Degree of freedom number \( \nu(i) \) in the mesh corresponds to unknown number \( i \) (\( c_i \)).

Model problem: \( \nu(i)=i \), \( \If=\{0,\ldots,N_n-2\} \) (last node excluded)

 
$$ u = D + \sum_{j\in\If} c_j\basphi_{\nu(j)}$$

 

or with \( \basphi_i \) in the boundary function:

 
$$ u = D\basphi_{N_n-1} + \sum_{j\in\If} c_j\basphi_{j}$$

 

The group finite element method

Since \( u \) is represented by \( \sum_j\basphi_j u(\xno{j}) \), we may use the same approximation for \( f(u) \):

 
$$ f(u)\approx \sum_{j} f(\xno{j})\basphi_j $$

 

\( f(\xno{j}) \): value of \( f \) at node \( j \). With \( u_j \) as \( u(\xno{j}) \), we can write

 
$$ f(u)\approx \sum_{j} f(u_{j})\basphi_j $$

 

This approximation is known as the group finite element method or the product approximation technique. The index \( j \) runs over all node numbers in the mesh.

What is the point with the group finite element method?

  1. Complicated nonlinear expressions can be simplified to increase the efficiency of numerical computations.
  2. One can derive symbolic forms of the difference equations arising from the finite element method in nonlinear problems. The symbolic form is useful for comparing finite element and finite difference equations of nonlinear differential equation problems.

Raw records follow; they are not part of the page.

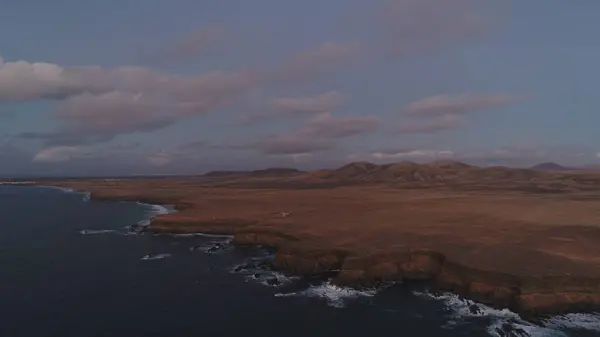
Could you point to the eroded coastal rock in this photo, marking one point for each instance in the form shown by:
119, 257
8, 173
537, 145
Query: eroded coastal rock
531, 297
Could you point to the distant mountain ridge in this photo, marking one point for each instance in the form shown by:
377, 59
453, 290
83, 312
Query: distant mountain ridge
551, 166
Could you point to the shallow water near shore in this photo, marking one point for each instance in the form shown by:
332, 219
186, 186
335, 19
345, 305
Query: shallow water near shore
71, 267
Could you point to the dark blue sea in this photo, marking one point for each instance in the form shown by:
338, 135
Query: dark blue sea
71, 267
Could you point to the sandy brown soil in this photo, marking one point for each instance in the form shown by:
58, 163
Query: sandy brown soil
523, 239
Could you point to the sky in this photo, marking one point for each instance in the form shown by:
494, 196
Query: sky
189, 86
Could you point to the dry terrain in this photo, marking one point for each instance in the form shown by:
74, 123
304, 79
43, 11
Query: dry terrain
526, 239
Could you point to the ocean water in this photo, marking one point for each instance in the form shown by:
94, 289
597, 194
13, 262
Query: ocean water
71, 267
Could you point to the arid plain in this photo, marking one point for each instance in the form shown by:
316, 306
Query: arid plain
524, 239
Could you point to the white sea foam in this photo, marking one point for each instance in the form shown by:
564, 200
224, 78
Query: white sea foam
63, 189
575, 321
149, 257
558, 326
96, 231
335, 296
87, 196
191, 235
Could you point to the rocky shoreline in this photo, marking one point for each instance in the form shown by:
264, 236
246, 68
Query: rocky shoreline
533, 298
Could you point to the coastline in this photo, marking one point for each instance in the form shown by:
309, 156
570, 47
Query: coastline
532, 298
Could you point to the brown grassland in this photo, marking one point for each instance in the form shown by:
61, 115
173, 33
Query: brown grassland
523, 239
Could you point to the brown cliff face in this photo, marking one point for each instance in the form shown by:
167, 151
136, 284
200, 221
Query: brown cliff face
512, 223
530, 297
266, 239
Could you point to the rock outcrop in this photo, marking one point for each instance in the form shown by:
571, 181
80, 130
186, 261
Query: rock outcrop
531, 297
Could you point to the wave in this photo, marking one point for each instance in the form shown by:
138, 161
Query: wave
96, 231
504, 322
149, 257
335, 296
87, 196
579, 321
191, 235
63, 189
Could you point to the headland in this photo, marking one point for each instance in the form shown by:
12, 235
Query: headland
523, 239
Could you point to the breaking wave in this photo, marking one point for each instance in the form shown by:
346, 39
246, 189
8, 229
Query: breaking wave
507, 323
149, 257
335, 296
96, 231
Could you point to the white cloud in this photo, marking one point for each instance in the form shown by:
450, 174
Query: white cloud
161, 158
59, 154
441, 105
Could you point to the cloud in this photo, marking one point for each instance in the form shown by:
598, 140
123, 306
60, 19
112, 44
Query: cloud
321, 103
22, 81
295, 107
410, 27
319, 134
440, 105
326, 125
59, 154
97, 103
115, 112
293, 144
441, 123
161, 158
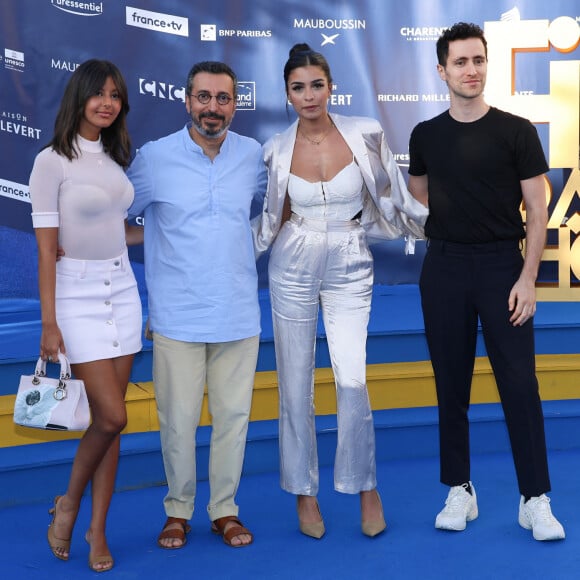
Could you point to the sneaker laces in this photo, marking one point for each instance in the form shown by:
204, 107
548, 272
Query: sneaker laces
540, 511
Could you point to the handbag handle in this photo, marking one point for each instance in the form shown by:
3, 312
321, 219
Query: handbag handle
65, 374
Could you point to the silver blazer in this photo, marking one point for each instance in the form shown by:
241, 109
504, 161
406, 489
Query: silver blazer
389, 210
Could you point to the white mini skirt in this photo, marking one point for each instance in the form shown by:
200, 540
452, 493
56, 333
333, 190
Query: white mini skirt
98, 308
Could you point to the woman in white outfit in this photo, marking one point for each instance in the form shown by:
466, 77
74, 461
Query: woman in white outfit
91, 310
332, 181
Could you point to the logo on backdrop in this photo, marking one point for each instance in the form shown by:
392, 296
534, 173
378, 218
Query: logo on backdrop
13, 60
210, 32
60, 64
157, 21
421, 33
13, 190
16, 124
330, 24
339, 99
246, 100
79, 8
161, 90
559, 109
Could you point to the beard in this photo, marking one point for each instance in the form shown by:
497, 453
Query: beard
212, 132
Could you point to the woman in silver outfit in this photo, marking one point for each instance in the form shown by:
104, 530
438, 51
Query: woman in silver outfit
332, 181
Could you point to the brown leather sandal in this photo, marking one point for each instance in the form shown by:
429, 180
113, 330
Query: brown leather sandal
219, 527
174, 533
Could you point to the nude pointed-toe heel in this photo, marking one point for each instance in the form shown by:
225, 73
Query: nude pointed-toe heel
372, 528
315, 529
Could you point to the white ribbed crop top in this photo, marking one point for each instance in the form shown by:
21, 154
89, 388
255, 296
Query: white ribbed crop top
86, 198
337, 199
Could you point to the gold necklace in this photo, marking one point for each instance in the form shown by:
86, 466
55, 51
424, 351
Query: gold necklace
314, 141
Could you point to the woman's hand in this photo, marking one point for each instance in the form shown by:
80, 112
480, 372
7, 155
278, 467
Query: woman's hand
51, 343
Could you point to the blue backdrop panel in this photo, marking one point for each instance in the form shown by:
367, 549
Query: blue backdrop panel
382, 55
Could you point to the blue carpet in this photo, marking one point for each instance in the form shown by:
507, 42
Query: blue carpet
493, 546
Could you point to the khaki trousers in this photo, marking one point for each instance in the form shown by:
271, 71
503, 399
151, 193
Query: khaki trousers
180, 372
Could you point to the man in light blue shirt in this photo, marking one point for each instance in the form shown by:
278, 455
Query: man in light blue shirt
195, 189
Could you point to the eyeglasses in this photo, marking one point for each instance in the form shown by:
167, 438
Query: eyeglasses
204, 98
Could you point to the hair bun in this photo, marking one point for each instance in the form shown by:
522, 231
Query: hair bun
300, 47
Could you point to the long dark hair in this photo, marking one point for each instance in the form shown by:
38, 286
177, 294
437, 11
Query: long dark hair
86, 81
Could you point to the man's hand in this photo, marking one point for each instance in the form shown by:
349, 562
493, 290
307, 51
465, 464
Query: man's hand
522, 302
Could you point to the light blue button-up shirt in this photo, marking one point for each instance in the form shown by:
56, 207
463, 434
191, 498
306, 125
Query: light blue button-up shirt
200, 266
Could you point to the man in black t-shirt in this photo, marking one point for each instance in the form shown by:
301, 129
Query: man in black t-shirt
473, 165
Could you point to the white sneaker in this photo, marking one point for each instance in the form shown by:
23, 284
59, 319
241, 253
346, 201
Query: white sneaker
460, 508
536, 515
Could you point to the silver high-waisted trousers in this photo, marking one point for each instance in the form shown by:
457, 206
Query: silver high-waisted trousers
328, 263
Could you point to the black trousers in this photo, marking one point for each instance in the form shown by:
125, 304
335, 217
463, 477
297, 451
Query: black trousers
461, 283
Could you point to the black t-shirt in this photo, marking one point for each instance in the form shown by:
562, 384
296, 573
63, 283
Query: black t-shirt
474, 172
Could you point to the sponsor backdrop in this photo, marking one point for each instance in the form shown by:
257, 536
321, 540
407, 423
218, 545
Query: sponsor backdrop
382, 55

Simplified problem for symbolic calculations

Simple nonlinear problem: \( -u^{\prime\prime}=u^2 \), \( u'(0)=1 \), \( u'(L)=0 \).

 
$$ \int_0^L u^{\prime}v^{\prime}\dx = \int_0^L u^2v\dx - v(0),\quad\forall v\in V$$

 

Now,

  • Focus on \( \int u^2v\dx \)
  • Set \( c_j = u(\xno{j}) = u_j \)
    (to mimic finite difference interpretation of \( u_j \))
  • That is, \( u = \sum_ju_j\basphi_j \)

Integrating very simple nonlinear functions results in complicated expressions in the finite element method

Consider \( \int u^2v\dx \) with \( u = \sum_ku_k\basphi_k \) and \( v=\basphi_i \):

 
$$ \int_0^L (\sum_ku_k\basphi_k)^2\basphi_i\dx$$

 

Tedious exact evaluation on uniform P1 elements:

 
$$ \frac{h}{12}(u_{i-1}^2 + 2u_i(u_{i-1} + u_{i+1}) + 6u_i^2 + u_{i+1}^2)$$

 

Finite difference counterpart: \( u_i^2 \) (!)

Application of the group finite element method

 
$$ \int_0^L f(u)\basphi_i\dx \approx \int_0^L (\sum_j \basphi_jf(u_j))\basphi_i\dx = \sum_j (\underbrace{\int_0^L \basphi_i\basphi_j\dx}_{\mbox{mass matrix }M_{i,j}}) f(u_j)$$

 

Corresponding part of difference equation for P1 elements:

 
$$ \frac{h}{6}(f(u_{i-1}) + 4f(u_i) + f(u_{i+1}))$$

 

Rewrite as "finite difference form plus something":

 
$$ \frac{h}{6}(f(u_{i-1}) + 4f(u_i) + f(u_{i+1})) = h[{\color{red}f(u)} - \frac{h^2}{6}D_xD_x f(u)]_i$$

 

This is like the finite difference discretization of \( -u'' = f(u) - \frac{h^2}{6}f''(u) \)

Lumping the mass matrix gives finite difference form

Lumped mass matrix (integrate at the nodes): \( M \) becomes diagonal and the finite element and difference method's treatment of \( f(u) \) becomes identical!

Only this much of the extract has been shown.